The peak signal voltage amplitude from the output of the photodiode amplifier is given by:

        Vp(mv) = Pp(mW) x R(mA/mW) x RL x Av x 0.5 
where Pp is the peak optical power received by the photodiode active area, R(mW/mA) is the photodiode responsivity at the LED wavelength of 870 nm which is 0.55 mA/mW, RL is the 50 ohm photodiode load resistance at the input of the op amp, Av is the noninverting op amp voltage gain of 35 and the factor of 0.5 accounts for the voltage divider between the op amp output series resistance and the input termination resistance of the oscilloscope.

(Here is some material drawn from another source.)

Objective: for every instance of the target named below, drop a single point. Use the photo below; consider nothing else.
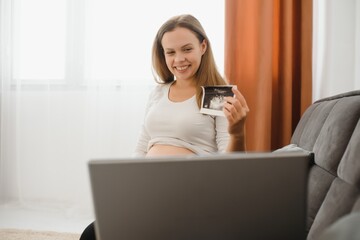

Using this expression, and with a measured Vp of about 200 mV, the optical power received at the detector is about 0.4 mW.

The image below shows the measured time delay of the two pulses:



The Measurements
The time delay between the pulse peaks was measured on a 60 MHz Tek TDS210 oscilloscope to be:

     62ns +/- 1ns  
The path lengths were carefully measured as:

     L0 = 38 1/4  +/- 1/4 "
     L1 = 767  +/- 1"
    (L1 - L0) = 728 3/4 +/- 2"  = 1851 cm
The dominant source of measurement error is the time measurement at about 1.6%. Therefore the value of the speed of light in air is determined to be:


     c = 1851cm / 62ns  
     c ~= (2.99 +/- 0.05) x 10^10  cm/sec.
in agreement with the accepted value of c.